The public sector debt, which includes superannuation liabilities, is projected to increase from $119.4 billion in June 2022 to $196.8 billion in June 2026, according to budget documents.

Net debt, or what a government owes less its assets, was anticipated to increase from $101.9bn in June 2022 to $167.5bn in June 2026.

Mr. Kennett stated, “Now you’re approaching $200 billion – that’s New South Wales, Queensland, and Tasmania together.”

The IPA estimated that net debt would increase to $224 billion if Labor were re-elected and their Suburban Rail Loop project was implemented, with interest rates expected to increase fivefold by 2030.

Particularly younger Victorians would be repaying this debt for decades.

Mr. Kennett stated, “They will have to bear the weight that will be their legacy after eight years of this administration.”

Sydney, like Melbourne, was plagued by an increase of Covid cases caused by the Delta strain in 2021, and it too was placed under quarantine for many months.

Victoria will continue to experience budget deficits into 2026, when the state government spends more than it gets in income, whilst New South Wales anticipates a budget surplus by 2024.

The Department of Treasury and Finance of Victoria acknowledged that the state will have a budget deficit of $6.1 billion in 2025-26, compared to $13.1 billion in 2022-23.

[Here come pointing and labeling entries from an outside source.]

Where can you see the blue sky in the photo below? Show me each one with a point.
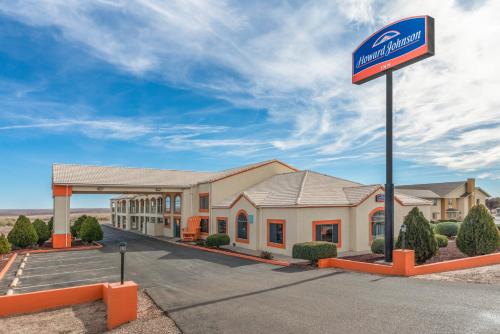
(212, 85)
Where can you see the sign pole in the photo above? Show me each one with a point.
(389, 185)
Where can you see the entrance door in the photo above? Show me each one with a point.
(177, 227)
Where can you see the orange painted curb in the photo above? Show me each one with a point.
(7, 266)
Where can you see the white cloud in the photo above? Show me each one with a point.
(294, 61)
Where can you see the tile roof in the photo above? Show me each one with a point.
(307, 188)
(137, 177)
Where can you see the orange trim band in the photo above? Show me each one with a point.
(61, 191)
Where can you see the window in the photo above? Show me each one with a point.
(177, 204)
(222, 225)
(204, 225)
(203, 202)
(242, 227)
(276, 233)
(168, 203)
(327, 230)
(377, 224)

The Institute of Public Affairs estimates that the lockdowns will leave a financial legacy of $218 billion, or $33,000 for each Victorian (pictured is a wheelchair crossing a tram track in July, 2020)

In comparison, New South Wales is projected to have a deficit of $11.3 billion in 2022-23 and a surplus of $601 million in 2024-25.

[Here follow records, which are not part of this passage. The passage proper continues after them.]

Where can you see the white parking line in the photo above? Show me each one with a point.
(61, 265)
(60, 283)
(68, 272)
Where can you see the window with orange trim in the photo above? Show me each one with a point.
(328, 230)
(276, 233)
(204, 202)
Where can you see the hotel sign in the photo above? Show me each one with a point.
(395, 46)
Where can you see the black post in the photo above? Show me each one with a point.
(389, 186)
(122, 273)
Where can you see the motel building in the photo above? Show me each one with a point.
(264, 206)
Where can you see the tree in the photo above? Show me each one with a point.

Despite being the second most populous state in Australia, Victoria ranks sixth among states and territories in terms of economic production.

Former Victorian Liberal premier Jeff Kennett, who governed the state from 1992 to 1999, stated that Melbourne’s lockdowns were so severe that they evoked recollections of communism in migrants who had left authoritarian countries.

Prior to twenty years ago, Victoria’s economic production per person exceeded the national average.

In June 2022, Victoria’s per capita gross state product was $78,544, which was significantly lower than the national average of $89,631.

Victoria was ranked sixth by the Australian Bureau of Statistics, after New South Wales and Queensland.

Mining-rich Western Australia led the pack with a per capita economic output of $146,422, surpassing the Australian Capital Territory’s per capita output of $102,334, due to its smaller size and highly compensated public servants.

Tasmania ($67,511) and South Australia ($71,180) were the only other states to trail Victoria.

Mr. Wild stated that, by multiple metrics, Victoria was the worst performing state in Australia.

‘On all critical financial indicators, Victoria is the nation’s worst performing state by a significant and growing margin, and the price will be paid by average Victorians,’ he said.

Lockdown measures have resulted in numerous health and financial harms, which have not yet been fully quantified but will be a significant ongoing cost of Victoria’s botched pandemic response.